When creating or updating your estate plan, the many terms and phrases surrounding estate administration and planning may be difficult to understand. There are some definitions, such as wills, that you see often and may know a bit about. However, it can be easy to misinterpret some estate planning terms or mistakenly use them interchangeably.
How do you tell the difference between common Oklahoma estate planning terms?
The following are some of the most common terms you may hear when speaking with your estate planning lawyer, as well as their definitions, according to the American Bar Association.
- Beneficiary – This is a person who is named to receive assets or property from an estate, either in a will or trust. The beneficiary may be a family member or someone else you wish to include.
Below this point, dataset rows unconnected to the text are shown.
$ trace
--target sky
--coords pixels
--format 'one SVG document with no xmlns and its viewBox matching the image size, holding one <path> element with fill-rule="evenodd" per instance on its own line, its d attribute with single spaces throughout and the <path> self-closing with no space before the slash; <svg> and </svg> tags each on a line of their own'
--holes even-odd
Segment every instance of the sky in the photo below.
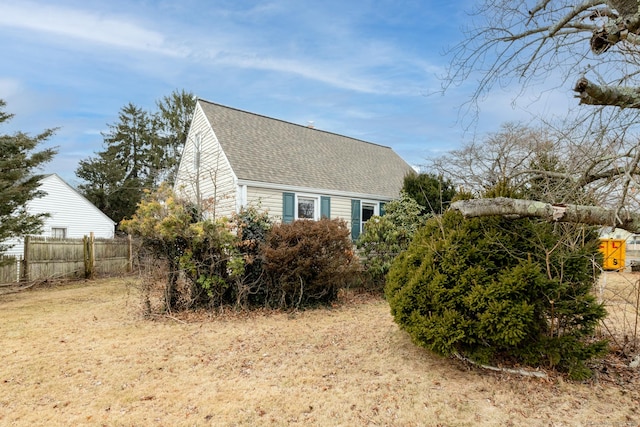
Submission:
<svg viewBox="0 0 640 427">
<path fill-rule="evenodd" d="M 411 165 L 527 120 L 497 89 L 466 126 L 474 81 L 440 93 L 473 0 L 0 0 L 0 134 L 58 128 L 45 173 L 78 162 L 128 103 L 174 90 L 389 146 Z M 564 96 L 564 94 L 563 94 Z M 570 95 L 567 95 L 570 96 Z M 563 98 L 564 99 L 564 98 Z M 564 102 L 564 101 L 561 101 Z"/>
</svg>

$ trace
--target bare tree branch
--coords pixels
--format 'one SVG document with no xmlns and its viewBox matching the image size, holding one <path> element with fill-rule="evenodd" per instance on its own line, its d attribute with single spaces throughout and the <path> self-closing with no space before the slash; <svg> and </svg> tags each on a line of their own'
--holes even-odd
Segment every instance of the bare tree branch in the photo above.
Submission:
<svg viewBox="0 0 640 427">
<path fill-rule="evenodd" d="M 615 100 L 580 92 L 581 104 L 640 105 L 634 78 L 640 52 L 632 48 L 640 44 L 636 0 L 484 0 L 472 14 L 486 24 L 467 31 L 466 40 L 449 51 L 443 85 L 446 90 L 473 75 L 478 84 L 466 108 L 477 111 L 477 103 L 495 85 L 517 80 L 524 91 L 543 76 L 559 76 L 564 85 L 572 74 L 585 72 L 596 74 Z"/>
<path fill-rule="evenodd" d="M 581 104 L 640 108 L 640 88 L 601 86 L 581 77 L 573 89 Z"/>
<path fill-rule="evenodd" d="M 476 195 L 503 185 L 545 202 L 638 210 L 640 1 L 479 0 L 474 7 L 474 27 L 449 51 L 443 86 L 477 82 L 461 106 L 461 118 L 471 120 L 465 124 L 496 87 L 515 86 L 514 105 L 523 94 L 532 99 L 538 84 L 542 92 L 575 94 L 579 103 L 566 117 L 545 105 L 555 117 L 537 117 L 542 133 L 505 128 L 440 156 L 428 170 Z"/>
<path fill-rule="evenodd" d="M 569 25 L 572 20 L 576 19 L 576 17 L 584 11 L 599 4 L 602 4 L 602 0 L 585 0 L 581 4 L 576 5 L 571 12 L 567 13 L 562 19 L 559 19 L 558 22 L 550 28 L 549 37 L 553 37 L 558 31 Z"/>
<path fill-rule="evenodd" d="M 571 222 L 588 225 L 618 227 L 640 233 L 640 215 L 628 213 L 620 218 L 612 209 L 573 204 L 551 204 L 535 200 L 497 197 L 491 199 L 458 200 L 450 209 L 465 217 L 506 216 L 541 218 L 549 222 Z"/>
</svg>

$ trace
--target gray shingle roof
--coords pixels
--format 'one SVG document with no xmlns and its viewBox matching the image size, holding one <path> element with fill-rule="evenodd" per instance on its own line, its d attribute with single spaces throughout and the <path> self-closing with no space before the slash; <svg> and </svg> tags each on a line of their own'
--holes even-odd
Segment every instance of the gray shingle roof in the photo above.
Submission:
<svg viewBox="0 0 640 427">
<path fill-rule="evenodd" d="M 238 179 L 397 197 L 412 171 L 389 147 L 198 103 Z"/>
</svg>

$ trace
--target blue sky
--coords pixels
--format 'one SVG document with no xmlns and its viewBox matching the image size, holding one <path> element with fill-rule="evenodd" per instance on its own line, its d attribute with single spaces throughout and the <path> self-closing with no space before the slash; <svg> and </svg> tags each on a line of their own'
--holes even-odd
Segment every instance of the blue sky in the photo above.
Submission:
<svg viewBox="0 0 640 427">
<path fill-rule="evenodd" d="M 529 113 L 509 88 L 459 123 L 473 80 L 445 96 L 447 46 L 474 2 L 425 0 L 0 0 L 0 133 L 59 127 L 45 172 L 78 183 L 78 161 L 129 102 L 173 90 L 392 147 L 407 162 Z M 569 93 L 562 94 L 569 98 Z"/>
</svg>

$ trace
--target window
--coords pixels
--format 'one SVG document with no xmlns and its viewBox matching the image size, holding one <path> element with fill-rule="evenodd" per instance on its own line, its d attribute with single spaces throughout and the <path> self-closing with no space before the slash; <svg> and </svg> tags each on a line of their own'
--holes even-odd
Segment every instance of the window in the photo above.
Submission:
<svg viewBox="0 0 640 427">
<path fill-rule="evenodd" d="M 282 193 L 282 222 L 331 218 L 331 198 L 315 194 Z"/>
<path fill-rule="evenodd" d="M 60 227 L 51 227 L 51 237 L 54 239 L 64 239 L 67 237 L 67 229 Z"/>
<path fill-rule="evenodd" d="M 316 199 L 311 197 L 298 197 L 298 219 L 316 218 Z"/>
<path fill-rule="evenodd" d="M 364 225 L 369 221 L 369 219 L 375 215 L 376 206 L 371 203 L 363 203 L 362 204 L 362 221 L 360 224 L 360 231 L 364 231 Z"/>
<path fill-rule="evenodd" d="M 356 240 L 364 225 L 374 215 L 380 215 L 380 202 L 371 200 L 351 200 L 351 239 Z"/>
</svg>

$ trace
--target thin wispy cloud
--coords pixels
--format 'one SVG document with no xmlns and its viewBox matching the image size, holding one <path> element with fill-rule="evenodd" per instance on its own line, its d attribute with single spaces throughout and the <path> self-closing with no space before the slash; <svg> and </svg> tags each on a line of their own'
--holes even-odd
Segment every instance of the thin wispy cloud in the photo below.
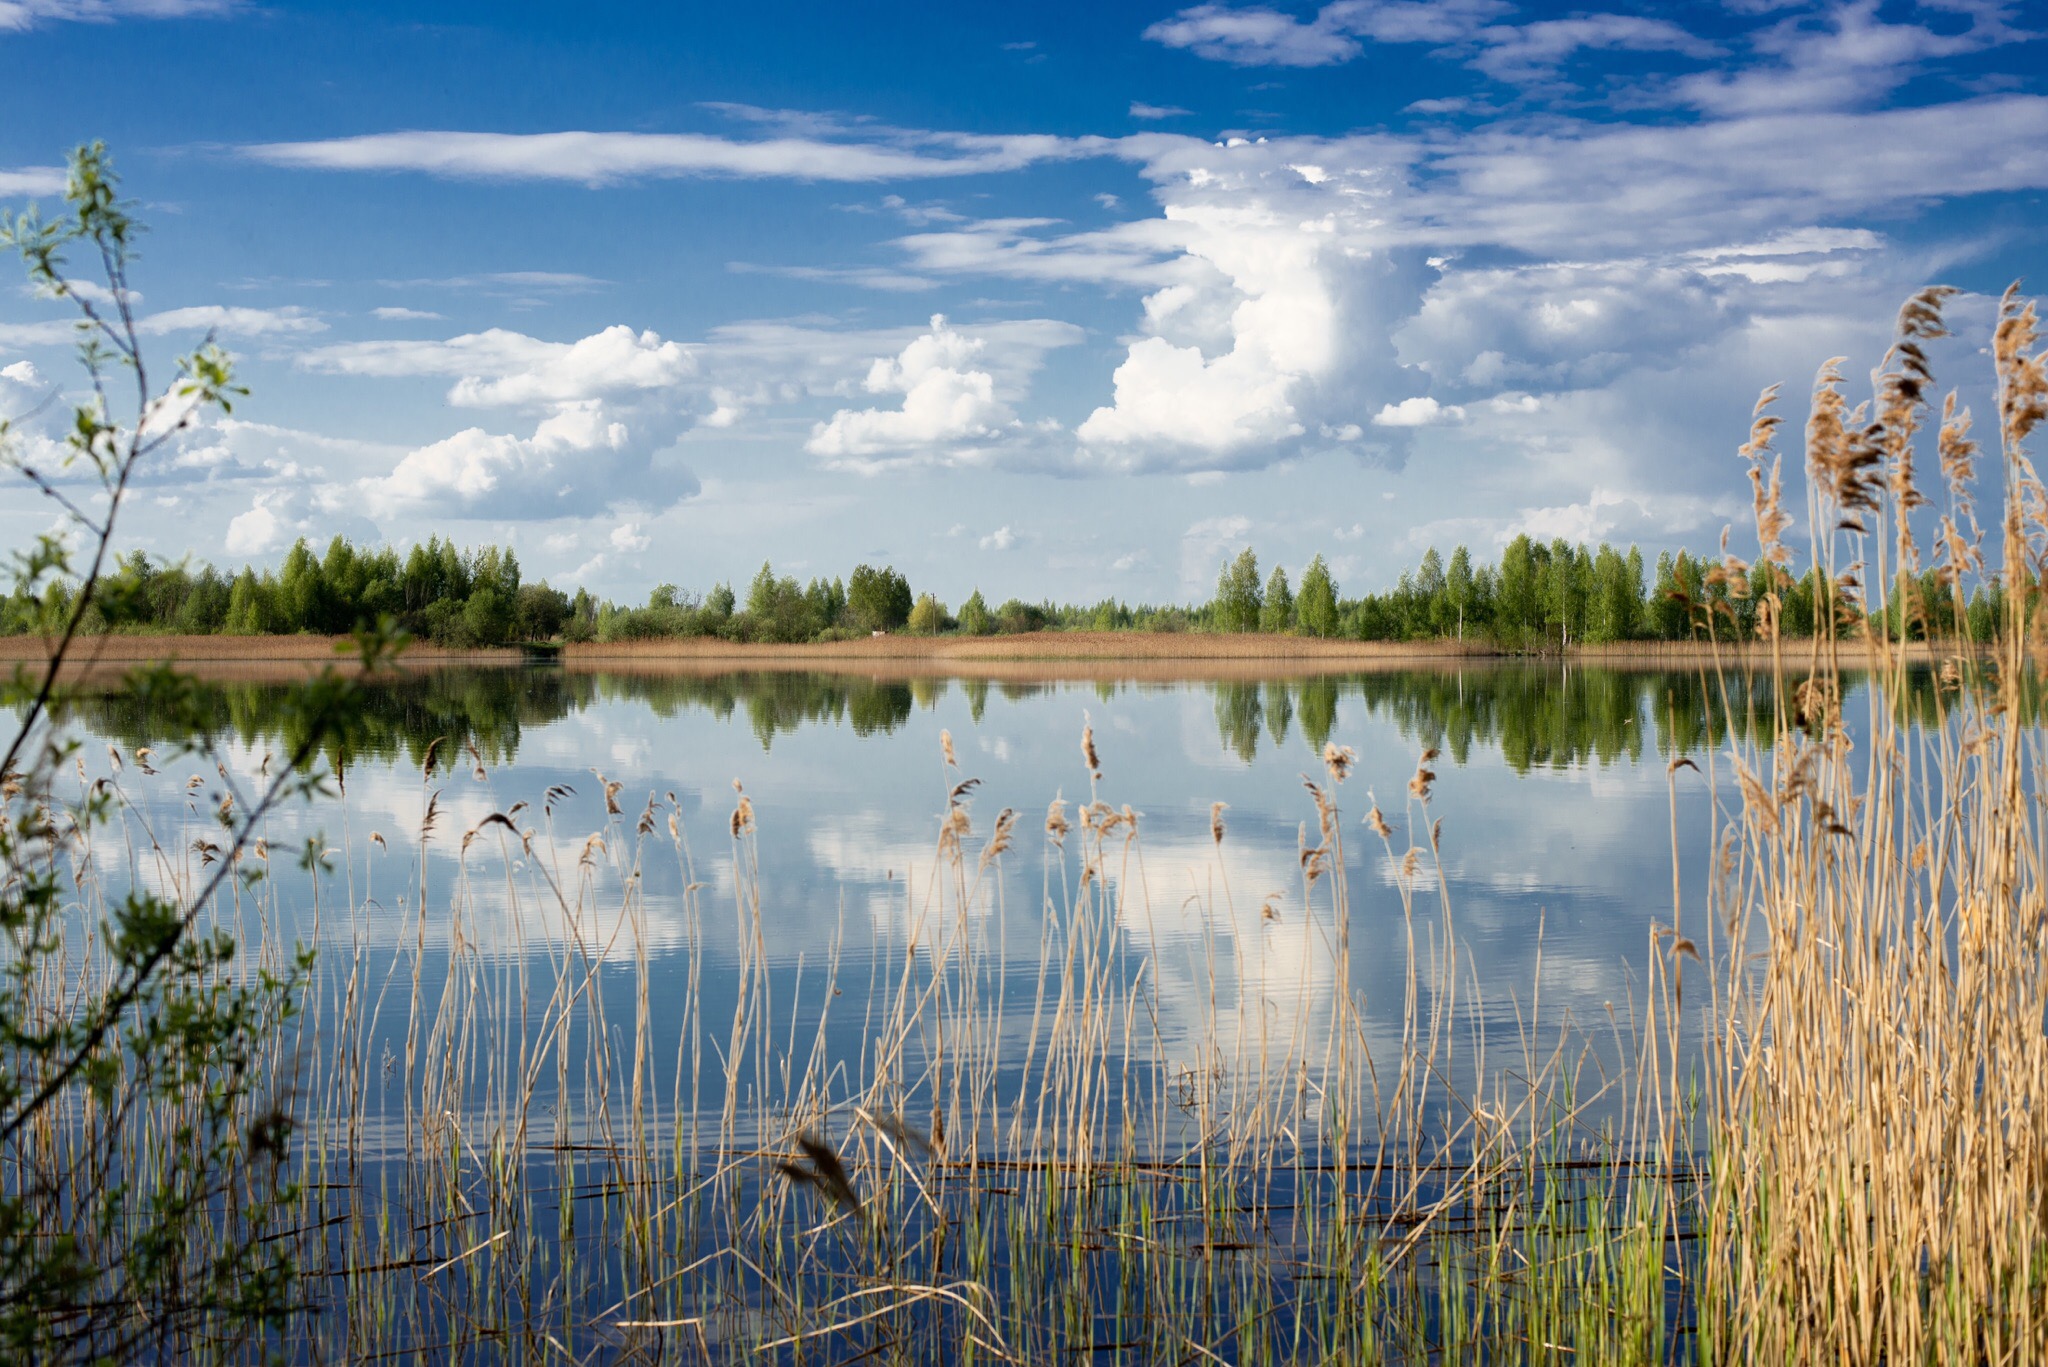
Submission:
<svg viewBox="0 0 2048 1367">
<path fill-rule="evenodd" d="M 317 142 L 253 143 L 251 161 L 322 171 L 414 171 L 472 180 L 582 185 L 668 177 L 903 181 L 1016 171 L 1100 155 L 1103 138 L 932 134 L 923 147 L 817 138 L 741 140 L 702 133 L 370 133 Z"/>
<path fill-rule="evenodd" d="M 0 33 L 49 23 L 218 18 L 245 8 L 243 0 L 0 0 Z"/>
<path fill-rule="evenodd" d="M 61 166 L 16 166 L 0 168 L 0 195 L 61 195 L 64 168 Z"/>
</svg>

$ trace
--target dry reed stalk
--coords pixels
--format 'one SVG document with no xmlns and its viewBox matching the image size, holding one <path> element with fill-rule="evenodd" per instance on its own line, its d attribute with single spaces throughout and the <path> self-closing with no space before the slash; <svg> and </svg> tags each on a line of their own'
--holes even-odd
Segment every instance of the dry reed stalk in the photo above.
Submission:
<svg viewBox="0 0 2048 1367">
<path fill-rule="evenodd" d="M 1945 297 L 1924 291 L 1902 312 L 1876 422 L 1845 418 L 1839 363 L 1823 369 L 1807 429 L 1816 563 L 1832 567 L 1837 532 L 1860 535 L 1868 518 L 1891 519 L 1900 570 L 1916 563 L 1912 439 L 1933 382 L 1920 343 L 1943 335 Z M 1916 724 L 1887 701 L 1907 688 L 1896 657 L 1860 729 L 1802 693 L 1780 706 L 1803 729 L 1732 756 L 1742 802 L 1710 927 L 1727 938 L 1702 1217 L 1717 1356 L 2048 1355 L 2048 831 L 2029 795 L 2048 753 L 2024 697 L 2044 521 L 2022 445 L 2048 378 L 2032 317 L 2008 293 L 1993 348 L 2010 590 L 1996 667 L 1945 643 L 1964 663 Z M 1957 576 L 1974 563 L 1955 531 L 1974 525 L 1966 433 L 1951 400 L 1940 446 L 1956 544 L 1943 554 Z M 1881 538 L 1876 549 L 1882 567 Z M 1841 697 L 1838 662 L 1802 688 Z"/>
</svg>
- Conservator vs. Executor – A conservator manages an incapacitated person’s property. An executor is the one designated in a will to administer the property in the estate and carry out the other terms outlined in the document.
- Decedent – The decedent is a deceased person.
- Grantor – This is someone who creates a trust or contributes property or funds toward one.
- Probate – The court process proving a will’s validity or enacting a state’s intestacy law if there is no will, then distributing the estate’s property, is known as probate.
- Trusts vs. Wills – A trust is an agreement meant to manage or distribute property for a beneficiary’s benefit, and can include specific terms to carry out. A will is a document that designates the beneficiaries to inherit your estate, usually upon your death, and names a representative to carry out your wishes.
There are many other terms and definitions that can be helpful to know, which an estate planning attorney can describe for you. This information is meant to give you a general understanding of estate planning basics, but should not be taken as legal advice.